SETIAP hari di Indonesia ada anak yang disiksa orang tuanya atau orang yang mengasuh/merawatnya.
KEKERASAN terhadap anak kini tidak hanya dari sisi psikologis/emosional, namun sudah bisa digolongkan pada penganiayaan, pelecehan seksual, dan pencabulan, hingga pembunuhan.* M. GELORA SAPTA/"PR"
"Jumlahnya (anak korban kekerasan-red.) terus meningkat dari tahun ke tahun," kata Rachma Fitriati, Office Manager Komnas Perlindungan Anak (Komnas PA). Yang lebih menyedihkan, lanjutnya, perlakuan salah tersebut tidak hanya dalam bentuk kekerasan fisik, psikis, dan seksual, tapi juga penganiayaan berat dan pembunuhan.

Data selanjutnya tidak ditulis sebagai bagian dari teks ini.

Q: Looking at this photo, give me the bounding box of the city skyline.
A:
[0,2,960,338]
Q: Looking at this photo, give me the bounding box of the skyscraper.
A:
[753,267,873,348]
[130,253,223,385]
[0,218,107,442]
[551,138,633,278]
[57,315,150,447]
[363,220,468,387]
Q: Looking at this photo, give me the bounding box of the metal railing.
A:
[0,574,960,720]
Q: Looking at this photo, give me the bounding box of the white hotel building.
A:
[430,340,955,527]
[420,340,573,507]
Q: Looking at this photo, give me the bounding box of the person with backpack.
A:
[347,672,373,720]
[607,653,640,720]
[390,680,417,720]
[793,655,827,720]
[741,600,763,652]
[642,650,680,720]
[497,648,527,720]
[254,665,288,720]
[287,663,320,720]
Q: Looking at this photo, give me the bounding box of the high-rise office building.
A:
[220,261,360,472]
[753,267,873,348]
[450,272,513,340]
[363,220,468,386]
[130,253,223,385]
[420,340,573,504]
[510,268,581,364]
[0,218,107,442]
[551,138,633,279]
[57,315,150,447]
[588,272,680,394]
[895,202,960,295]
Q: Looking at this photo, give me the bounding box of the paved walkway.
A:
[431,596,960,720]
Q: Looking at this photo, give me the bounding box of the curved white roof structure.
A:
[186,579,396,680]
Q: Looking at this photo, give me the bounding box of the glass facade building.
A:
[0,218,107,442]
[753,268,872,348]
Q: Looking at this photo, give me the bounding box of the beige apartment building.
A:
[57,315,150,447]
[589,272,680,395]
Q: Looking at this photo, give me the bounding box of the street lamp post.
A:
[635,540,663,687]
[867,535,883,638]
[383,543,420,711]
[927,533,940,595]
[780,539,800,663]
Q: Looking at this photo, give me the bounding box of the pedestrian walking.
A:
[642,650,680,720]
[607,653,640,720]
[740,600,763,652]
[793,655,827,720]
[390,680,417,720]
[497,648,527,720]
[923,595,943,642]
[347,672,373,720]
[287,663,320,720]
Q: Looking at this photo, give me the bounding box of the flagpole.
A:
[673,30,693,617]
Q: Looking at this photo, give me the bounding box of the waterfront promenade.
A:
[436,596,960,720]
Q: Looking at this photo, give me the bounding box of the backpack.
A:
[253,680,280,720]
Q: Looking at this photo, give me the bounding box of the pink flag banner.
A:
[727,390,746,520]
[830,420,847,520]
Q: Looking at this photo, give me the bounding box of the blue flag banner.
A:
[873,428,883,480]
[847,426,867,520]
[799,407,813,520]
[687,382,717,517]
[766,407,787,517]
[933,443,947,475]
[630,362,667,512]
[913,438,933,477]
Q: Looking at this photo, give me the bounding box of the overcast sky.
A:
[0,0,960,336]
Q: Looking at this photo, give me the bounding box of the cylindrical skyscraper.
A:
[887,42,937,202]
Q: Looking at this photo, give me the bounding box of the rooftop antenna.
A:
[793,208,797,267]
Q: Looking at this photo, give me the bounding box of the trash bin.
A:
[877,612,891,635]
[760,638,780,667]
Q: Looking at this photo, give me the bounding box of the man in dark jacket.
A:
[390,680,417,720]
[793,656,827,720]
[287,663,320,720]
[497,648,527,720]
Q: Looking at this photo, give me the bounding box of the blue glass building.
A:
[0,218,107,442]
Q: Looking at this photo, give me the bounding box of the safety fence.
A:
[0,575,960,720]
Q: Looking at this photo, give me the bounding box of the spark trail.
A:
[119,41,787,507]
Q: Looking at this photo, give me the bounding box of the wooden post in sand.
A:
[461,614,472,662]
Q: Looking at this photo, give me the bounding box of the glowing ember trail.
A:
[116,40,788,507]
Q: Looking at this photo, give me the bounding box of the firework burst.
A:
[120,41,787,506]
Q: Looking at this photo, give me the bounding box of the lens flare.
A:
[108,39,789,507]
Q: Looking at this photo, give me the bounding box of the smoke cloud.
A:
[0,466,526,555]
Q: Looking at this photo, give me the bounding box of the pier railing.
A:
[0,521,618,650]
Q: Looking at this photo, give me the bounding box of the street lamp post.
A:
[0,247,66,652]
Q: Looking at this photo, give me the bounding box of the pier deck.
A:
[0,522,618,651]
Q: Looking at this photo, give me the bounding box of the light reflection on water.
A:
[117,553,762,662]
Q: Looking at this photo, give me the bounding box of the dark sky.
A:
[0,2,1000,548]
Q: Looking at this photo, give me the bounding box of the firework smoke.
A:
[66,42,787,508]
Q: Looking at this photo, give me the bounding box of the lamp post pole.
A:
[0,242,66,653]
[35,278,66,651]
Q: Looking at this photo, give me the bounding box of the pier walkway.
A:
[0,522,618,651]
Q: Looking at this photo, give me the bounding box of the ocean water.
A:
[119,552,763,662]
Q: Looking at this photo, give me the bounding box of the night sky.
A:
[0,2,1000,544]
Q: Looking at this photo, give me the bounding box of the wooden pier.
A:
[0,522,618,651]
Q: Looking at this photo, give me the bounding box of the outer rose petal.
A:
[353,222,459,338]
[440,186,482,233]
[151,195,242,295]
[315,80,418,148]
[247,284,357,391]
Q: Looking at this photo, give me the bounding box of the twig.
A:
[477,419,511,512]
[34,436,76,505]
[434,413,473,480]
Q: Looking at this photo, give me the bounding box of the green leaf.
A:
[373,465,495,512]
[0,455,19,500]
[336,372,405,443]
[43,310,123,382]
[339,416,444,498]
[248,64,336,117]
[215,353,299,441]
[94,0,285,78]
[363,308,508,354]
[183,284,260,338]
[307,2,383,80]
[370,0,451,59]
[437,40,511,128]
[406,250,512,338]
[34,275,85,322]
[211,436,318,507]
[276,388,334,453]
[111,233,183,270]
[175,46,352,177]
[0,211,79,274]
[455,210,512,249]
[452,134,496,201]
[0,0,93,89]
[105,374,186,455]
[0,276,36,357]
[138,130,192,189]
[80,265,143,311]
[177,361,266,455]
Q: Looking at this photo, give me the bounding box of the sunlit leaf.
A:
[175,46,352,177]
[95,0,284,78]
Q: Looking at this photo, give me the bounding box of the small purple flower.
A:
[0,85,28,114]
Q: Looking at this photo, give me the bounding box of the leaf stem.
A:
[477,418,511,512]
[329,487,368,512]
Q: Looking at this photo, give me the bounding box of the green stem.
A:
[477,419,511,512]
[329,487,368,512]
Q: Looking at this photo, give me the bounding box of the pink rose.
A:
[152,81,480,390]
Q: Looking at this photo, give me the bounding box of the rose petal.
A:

Kasus-kasus perlakuan salah yang menimpa anak-anak tidak hanya terjadi di daerah perkotaan, banyak juga melanda daerah pedesaan. "Berdasarkan data Plan Indonesia yang dikutip sebuah media cetak nasional, saat ini diperkirakan ada 871 kasus kekerasan terhadap anak," kata Pipit, panggilan akrab Rachma Fitriati. Sedangkan dari pengaduan masyarakat melalui hotline services dan pemantauan Pusdatin Komnas PA terhadap 10 media cetak, selama tahun 2005 dilaporkan terjadi 736 kasus kekerasan terhadap anak. Dari jumlah itu, 327 kasus perlakuan salah secara seksual, 233 kasus perlakuan salah secara fisik, 176 kasus kekerasan psikis. Sedangkan jumlah kasus penelantaran anak sebanyak 130.
"Ironisnya, para pelaku child abuse ini, pada umumnya adalah orang yang dikenal anak, yaitu sebanyak 69 persen. Sedangkan yang tidak dikenal anak hanya 31 persen," kata Pipit.
Zaman memang telah berubah, orang tua yang seharusnya melindungi anaknya dari segala bentuk kekerasan, justru banyak yang menjadi pelaku kekerasan terhadap anaknya sendiri.